Long story short, Whidbey has a big history, one that far exceeds the two-century period of white settlement for which it is so often defined.
“It’s more than just little towns,” said Rick Castellano, executive director of the Island County Historical Society. “The history here is so deep.”
Telling that tale is the goal of a new exhibit set to be unveiled at the society’s museum in Coupeville sometime before summer. The Ice Age: 120,000 years of history, all packed into a small 200-square-foot space in the building’s basement.
It won’t be an easy task, Castellano said.
The exhibit aims to communicate a 120-millenia period of pre-history. It’s complicated stuff, particularly the more recent years where Whidbey and Camano were shaped by glaciation. It only takes about 30 seconds speaking with South Whidbey geologist Terry Swanson to become hopelessly lost in the science of what happened: till deposits, elastic rebound, the rise and fall of sea levels, retreating glaciers stopped by shallow water deposits and why that matters, old rocks compared to new rocks and what they mean — there’s a reason why the museum asked Swanson, a principal lecturer at the University of Washington Department of Geology, to consult on the exhibit.
While glaciation has been happening for millions of years, there have been two or three cycles relevant to Washington over the past 200,000 years. This period, known as the late Pleistocene, concluded approximately 12,000 years ago with the end of the Ice Age. It was about 17,000 years ago, however, that began significant shaping of the Whidbey and Camano islands. Over a period of about 4,000 years, a massive lobe of ice advanced and retreated over the region, and it was this back and forth movement that enhanced the pre-existing tectonic structure that makes up the Puget Lowland, or Puget Sound.
Some of the geochronology of this cycle is hidden in plain sight; the chapters are written in visible sediment layers in bluffs all over Whidbey. Fossil Beach in Penn Cove is particularly instructive, said Swanson, and has challenged his understanding of history, the movements of the Puget lobe, when and how.
Some pretty cool things happened during these periods of creation, especially at the end. The islands were well on their way to resembling their current shape and form with some key differences. For one, sea level rise was at a peak, reaching about 140 feet higher in Langley and 200 feet in Coupeville than today. It’s partially the result of melt water feeding the world’s oceans, but locally because the weight of glaciers was so great it actually pushed down the surface of the earth.

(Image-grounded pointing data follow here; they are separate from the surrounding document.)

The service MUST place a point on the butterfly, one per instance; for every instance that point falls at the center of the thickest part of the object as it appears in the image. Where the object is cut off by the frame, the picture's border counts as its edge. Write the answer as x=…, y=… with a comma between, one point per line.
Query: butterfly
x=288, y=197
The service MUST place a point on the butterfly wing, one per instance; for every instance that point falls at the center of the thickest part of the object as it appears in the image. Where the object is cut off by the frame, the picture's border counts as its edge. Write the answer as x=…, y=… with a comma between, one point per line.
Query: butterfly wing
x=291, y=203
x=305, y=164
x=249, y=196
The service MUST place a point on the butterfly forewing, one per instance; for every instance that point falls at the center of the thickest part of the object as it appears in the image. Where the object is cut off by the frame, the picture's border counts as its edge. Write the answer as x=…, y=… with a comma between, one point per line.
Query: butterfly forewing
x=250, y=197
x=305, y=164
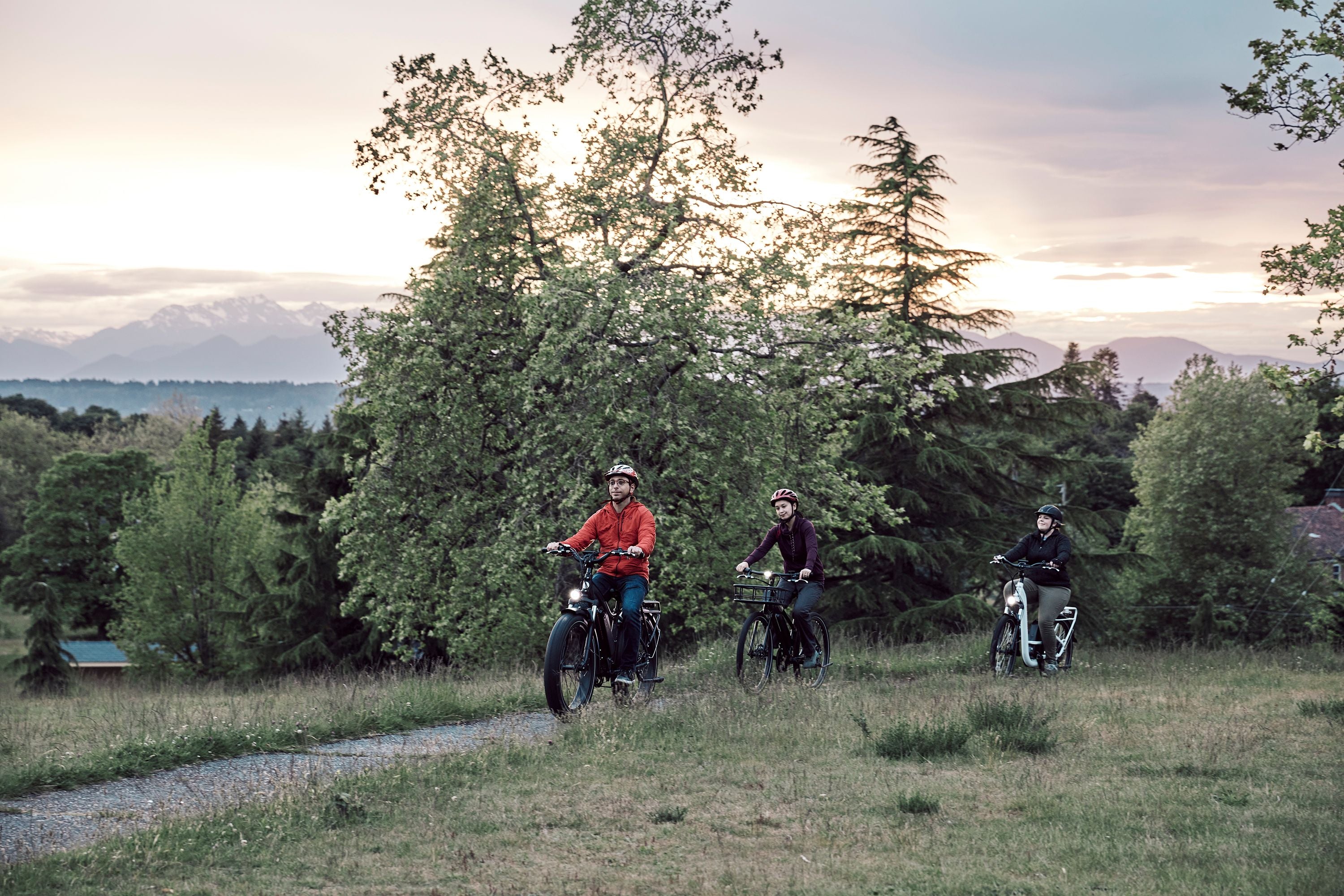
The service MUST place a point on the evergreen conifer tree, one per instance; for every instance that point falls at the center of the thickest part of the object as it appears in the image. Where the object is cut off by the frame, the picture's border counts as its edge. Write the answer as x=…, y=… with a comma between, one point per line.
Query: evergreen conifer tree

“There’s parts of Coupeville that would have been underwater,” he said.
At its peak, the glacier over Whidbey was about 3,800 feet high, Swanson said. To put that into perspective, the Space Needle tops out at 605 feet.
The depressed earth recovered through a process described as elastic rebound, eventually reaching an equilibrium with rising sea levels to establish today’s basic shoreline about 5,000 years ago. By that point, humans may already have been here for thousands of years, and the mammoths long gone, according to Castellano.

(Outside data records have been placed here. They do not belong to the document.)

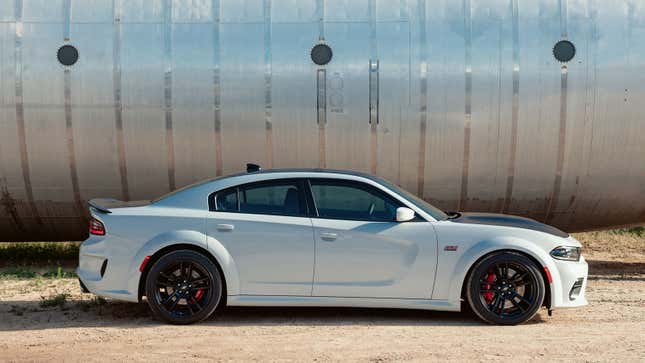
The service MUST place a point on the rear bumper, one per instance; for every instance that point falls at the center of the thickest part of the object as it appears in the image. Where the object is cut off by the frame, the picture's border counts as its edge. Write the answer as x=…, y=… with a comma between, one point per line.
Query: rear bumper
x=101, y=272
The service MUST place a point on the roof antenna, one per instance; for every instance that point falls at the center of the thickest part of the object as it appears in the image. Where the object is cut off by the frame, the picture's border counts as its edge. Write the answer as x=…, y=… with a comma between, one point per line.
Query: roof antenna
x=252, y=168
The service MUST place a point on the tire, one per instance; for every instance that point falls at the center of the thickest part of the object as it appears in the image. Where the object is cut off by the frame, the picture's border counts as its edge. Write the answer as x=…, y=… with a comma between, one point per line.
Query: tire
x=183, y=287
x=505, y=288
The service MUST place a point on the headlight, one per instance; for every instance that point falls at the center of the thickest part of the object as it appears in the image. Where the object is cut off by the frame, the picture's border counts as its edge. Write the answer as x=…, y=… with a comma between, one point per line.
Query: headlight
x=566, y=253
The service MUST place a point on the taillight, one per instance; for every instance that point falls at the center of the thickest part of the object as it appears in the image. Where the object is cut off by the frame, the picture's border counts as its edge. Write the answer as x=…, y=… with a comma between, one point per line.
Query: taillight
x=96, y=227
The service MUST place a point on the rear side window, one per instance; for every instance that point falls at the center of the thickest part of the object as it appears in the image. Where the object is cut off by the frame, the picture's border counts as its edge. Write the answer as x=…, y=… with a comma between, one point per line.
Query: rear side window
x=281, y=199
x=276, y=197
x=352, y=200
x=226, y=200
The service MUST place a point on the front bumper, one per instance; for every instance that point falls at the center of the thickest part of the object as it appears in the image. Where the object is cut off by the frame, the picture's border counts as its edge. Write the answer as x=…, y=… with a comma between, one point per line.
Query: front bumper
x=571, y=284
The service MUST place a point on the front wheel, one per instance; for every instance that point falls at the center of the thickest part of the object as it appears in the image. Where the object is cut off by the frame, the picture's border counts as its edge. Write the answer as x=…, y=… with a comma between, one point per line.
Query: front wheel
x=183, y=287
x=505, y=288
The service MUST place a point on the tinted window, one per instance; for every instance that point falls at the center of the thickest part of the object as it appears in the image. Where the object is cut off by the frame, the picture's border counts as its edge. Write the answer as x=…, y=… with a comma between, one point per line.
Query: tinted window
x=348, y=200
x=282, y=198
x=226, y=201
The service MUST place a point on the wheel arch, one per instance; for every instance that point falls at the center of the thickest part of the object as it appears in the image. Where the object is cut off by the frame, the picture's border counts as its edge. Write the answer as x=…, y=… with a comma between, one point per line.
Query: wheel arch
x=541, y=267
x=478, y=251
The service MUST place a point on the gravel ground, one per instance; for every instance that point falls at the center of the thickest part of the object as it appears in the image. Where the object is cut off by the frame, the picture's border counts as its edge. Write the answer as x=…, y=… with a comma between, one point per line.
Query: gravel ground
x=612, y=328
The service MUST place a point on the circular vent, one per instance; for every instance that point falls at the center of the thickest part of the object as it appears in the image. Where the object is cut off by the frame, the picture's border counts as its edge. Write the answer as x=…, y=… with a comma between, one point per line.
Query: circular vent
x=564, y=51
x=67, y=55
x=321, y=54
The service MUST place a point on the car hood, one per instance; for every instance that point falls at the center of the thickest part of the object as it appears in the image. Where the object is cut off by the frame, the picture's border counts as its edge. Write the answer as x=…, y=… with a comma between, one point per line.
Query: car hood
x=492, y=219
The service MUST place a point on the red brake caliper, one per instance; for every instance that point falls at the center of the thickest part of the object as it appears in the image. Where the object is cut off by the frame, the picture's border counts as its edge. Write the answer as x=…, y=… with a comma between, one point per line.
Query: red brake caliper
x=488, y=296
x=199, y=294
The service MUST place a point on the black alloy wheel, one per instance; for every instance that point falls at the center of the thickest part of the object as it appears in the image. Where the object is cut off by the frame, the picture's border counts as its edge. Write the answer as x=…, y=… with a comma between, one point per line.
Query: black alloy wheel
x=505, y=288
x=183, y=287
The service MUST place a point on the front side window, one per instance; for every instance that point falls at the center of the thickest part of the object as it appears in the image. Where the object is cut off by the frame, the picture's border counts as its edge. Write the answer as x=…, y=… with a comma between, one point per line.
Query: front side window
x=352, y=200
x=276, y=198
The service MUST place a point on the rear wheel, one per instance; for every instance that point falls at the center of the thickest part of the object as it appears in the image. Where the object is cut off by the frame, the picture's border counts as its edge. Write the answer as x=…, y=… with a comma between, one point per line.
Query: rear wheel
x=505, y=288
x=183, y=287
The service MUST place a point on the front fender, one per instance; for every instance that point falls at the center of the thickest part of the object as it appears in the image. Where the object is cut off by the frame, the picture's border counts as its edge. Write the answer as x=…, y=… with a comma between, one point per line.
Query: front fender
x=167, y=239
x=483, y=248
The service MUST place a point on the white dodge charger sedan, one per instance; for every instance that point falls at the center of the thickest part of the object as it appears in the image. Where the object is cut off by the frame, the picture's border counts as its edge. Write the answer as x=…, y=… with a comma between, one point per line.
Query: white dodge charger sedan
x=310, y=237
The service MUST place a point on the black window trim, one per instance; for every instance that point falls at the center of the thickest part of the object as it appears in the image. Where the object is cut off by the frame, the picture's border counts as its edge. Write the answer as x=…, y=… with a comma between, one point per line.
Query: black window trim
x=363, y=186
x=298, y=182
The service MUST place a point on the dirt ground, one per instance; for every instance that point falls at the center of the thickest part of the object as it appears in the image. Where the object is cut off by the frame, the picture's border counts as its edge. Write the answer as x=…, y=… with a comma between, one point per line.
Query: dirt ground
x=611, y=328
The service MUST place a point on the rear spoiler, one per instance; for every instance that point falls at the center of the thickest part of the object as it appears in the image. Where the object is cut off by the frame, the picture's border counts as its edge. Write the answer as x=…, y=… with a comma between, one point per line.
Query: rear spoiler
x=101, y=205
x=105, y=205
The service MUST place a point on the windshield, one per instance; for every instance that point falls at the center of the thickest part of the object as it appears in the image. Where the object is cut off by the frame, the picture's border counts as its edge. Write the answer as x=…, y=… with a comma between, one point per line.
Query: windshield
x=435, y=212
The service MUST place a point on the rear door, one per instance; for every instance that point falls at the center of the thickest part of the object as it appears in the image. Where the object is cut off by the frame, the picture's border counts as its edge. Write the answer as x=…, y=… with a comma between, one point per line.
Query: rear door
x=361, y=251
x=265, y=228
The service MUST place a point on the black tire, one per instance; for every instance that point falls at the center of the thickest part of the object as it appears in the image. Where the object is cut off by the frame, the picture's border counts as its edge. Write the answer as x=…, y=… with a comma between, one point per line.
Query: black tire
x=505, y=288
x=183, y=287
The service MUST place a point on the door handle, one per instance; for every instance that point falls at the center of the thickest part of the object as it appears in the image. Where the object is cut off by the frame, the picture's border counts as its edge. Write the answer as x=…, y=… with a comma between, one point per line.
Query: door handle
x=225, y=227
x=328, y=236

Perhaps the best evidence of human’s arrival on Whidbey was the discovery years ago of a type of stone-tool technology known as “Clovis.” The early techniques used to create these points are signatures of a very specific time period, about 10,000 to 12,000 years ago. Archaeologists generally believe they are the earliest type of stone tools found in North and South America, representing an approximate marker for the arrival of humans to the new world.
Several were found years ago “not far” from Coupeville and are believed to be authentic. Though they are not in the museum’s collection, island flint knappers Jim Smith and Joe Higgins have created reproductions for the exhibit.

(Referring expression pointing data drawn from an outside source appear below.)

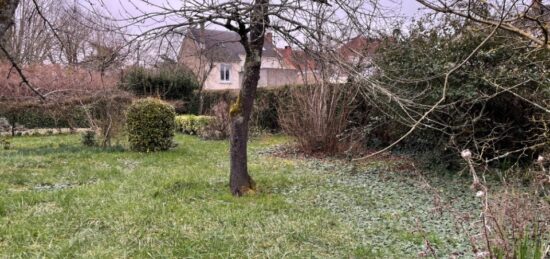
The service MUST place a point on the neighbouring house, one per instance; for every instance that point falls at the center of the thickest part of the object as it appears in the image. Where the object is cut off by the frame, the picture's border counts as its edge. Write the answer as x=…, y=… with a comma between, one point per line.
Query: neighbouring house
x=217, y=59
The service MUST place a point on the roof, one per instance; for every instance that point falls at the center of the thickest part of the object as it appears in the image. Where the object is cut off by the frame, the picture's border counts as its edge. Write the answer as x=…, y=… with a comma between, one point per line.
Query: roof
x=297, y=58
x=225, y=45
x=358, y=45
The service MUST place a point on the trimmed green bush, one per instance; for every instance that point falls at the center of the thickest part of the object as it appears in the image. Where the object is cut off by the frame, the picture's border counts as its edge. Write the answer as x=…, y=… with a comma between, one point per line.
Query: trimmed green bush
x=88, y=138
x=192, y=124
x=150, y=125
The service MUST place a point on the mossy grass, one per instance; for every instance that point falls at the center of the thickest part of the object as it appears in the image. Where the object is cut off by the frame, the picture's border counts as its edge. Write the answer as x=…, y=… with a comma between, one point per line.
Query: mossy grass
x=61, y=199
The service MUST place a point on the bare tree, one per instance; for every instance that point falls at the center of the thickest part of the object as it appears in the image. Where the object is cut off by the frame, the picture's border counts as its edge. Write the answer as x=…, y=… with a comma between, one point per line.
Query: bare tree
x=529, y=20
x=7, y=11
x=296, y=21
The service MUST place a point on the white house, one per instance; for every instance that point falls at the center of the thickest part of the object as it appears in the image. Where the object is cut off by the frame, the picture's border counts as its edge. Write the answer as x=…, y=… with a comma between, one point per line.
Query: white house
x=217, y=58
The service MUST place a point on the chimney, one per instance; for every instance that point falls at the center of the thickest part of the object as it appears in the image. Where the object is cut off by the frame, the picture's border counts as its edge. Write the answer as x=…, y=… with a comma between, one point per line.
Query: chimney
x=268, y=38
x=288, y=51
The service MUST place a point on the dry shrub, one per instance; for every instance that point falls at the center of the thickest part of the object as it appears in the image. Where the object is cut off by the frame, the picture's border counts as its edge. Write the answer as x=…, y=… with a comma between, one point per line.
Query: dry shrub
x=105, y=111
x=53, y=79
x=317, y=116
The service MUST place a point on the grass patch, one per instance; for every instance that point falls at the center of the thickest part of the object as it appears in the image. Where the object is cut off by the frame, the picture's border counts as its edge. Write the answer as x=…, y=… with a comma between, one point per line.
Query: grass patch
x=59, y=199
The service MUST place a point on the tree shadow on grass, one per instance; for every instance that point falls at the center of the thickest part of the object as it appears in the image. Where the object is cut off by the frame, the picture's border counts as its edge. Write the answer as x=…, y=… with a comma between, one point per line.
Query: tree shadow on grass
x=67, y=149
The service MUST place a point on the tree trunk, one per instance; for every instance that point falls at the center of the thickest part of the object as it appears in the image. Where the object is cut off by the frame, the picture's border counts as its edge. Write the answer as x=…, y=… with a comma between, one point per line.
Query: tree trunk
x=240, y=181
x=7, y=10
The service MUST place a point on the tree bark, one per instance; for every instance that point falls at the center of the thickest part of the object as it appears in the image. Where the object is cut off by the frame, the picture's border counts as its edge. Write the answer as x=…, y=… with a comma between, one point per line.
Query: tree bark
x=240, y=181
x=7, y=11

Other evidence of human arrival to Island County in the neighborhood of 11,000 years ago is in the form of mammoth bones; they’ve been found split in a way that suggest human activity, along with marks that may have come from stone tools and butchering. Also, the oldest middens found on Whidbey largely contain the remains of mammals, rather than the sea life that made up the bulk of diets centuries later and laid the foundation of a nearly common term in Western Washington.
“That’s why we call them ‘shell’ middens,” Castellano said.
Mammoth bones, which are already on display at the museum, will make up a large portion of the new exhibit. They will supplement large graphics and information panels explaining glaciation, along with sound effects and stone tools in pull out displays.